Under federal law, the SBA is the only cabinet-level agency empowered to formally review and contest regulations that affect small businesses. The Office of Advocacy will solicit direct feedback from business owners while conducting a government-wide review of regulations issued over the past four years. The effort builds on actions the agency says have already eliminated nearly $100 billion in regulatory costs since President Donald Trump returned to office, contributing to total estimated savings approaching $200 billion.

Days later, on December 17, the SBA announced the approval of its first Manufacturers’ Access to Revolving Credit loans, marking the debut of the agency’s first loan program dedicated exclusively to manufacturers. The initial round delivered $3.5 million in working capital to four companies operating in manufacturing sectors classified under NAICS codes 31 through 33.
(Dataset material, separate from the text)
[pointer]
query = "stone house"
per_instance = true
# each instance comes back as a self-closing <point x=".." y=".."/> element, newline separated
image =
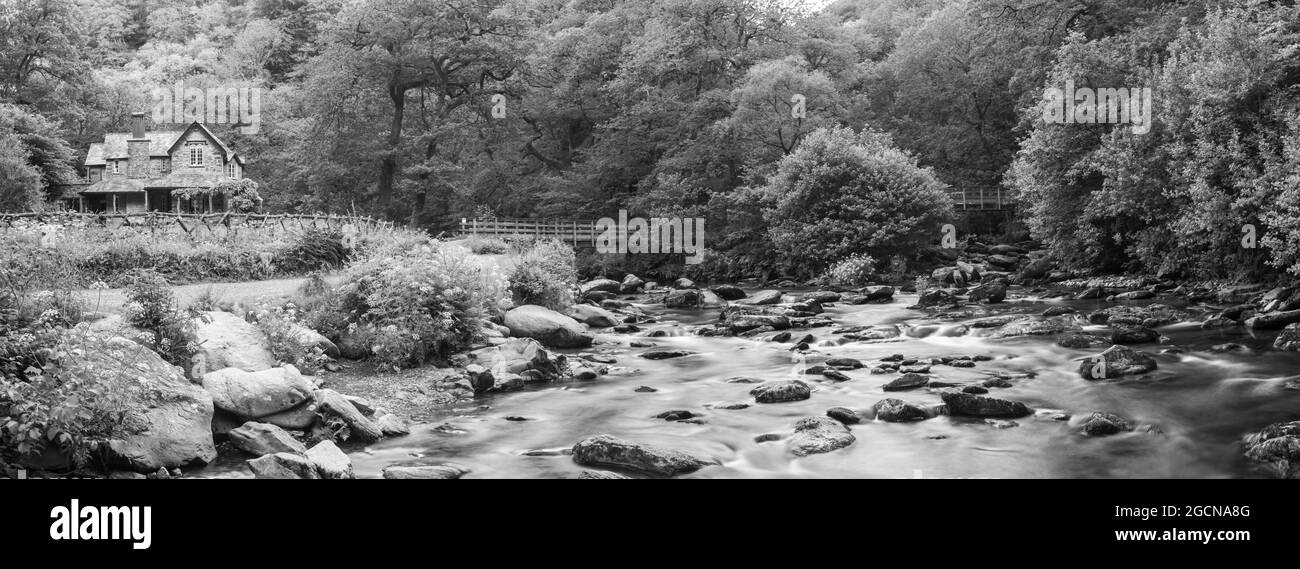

The new MARC loan program provides flexible revolving credit designed to meet a wide range of operational needs, from equipment purchases to inventory and payroll. Early approvals included a $1.5 million line of credit for a welding and fabrication business and a $250,000 facility for a porcelain enamel manufacturer. The loans were issued through community and regional banks.

Loeffler said the program is intended to support small manufacturers as domestic production expands amid a renewed focus on reshoring supply chains. She said the loans complement existing SBA 7(a) and 504 programs and can be paired with conventional financing.

The MARC initiative is part of the SBA’s broader Made in America Manufacturing Initiative, which includes waived loan fees for manufacturers in fiscal year 2026, expanded loan limits, workforce development efforts, and a new online portal designed to connect businesses with domestic suppliers.

Together, the deregulation push and new credit program signal an aggressive shift in federal small business policy, pairing regulatory rollback with targeted financial support as the administration presses its agenda to cut costs and accelerate domestic industrial growth.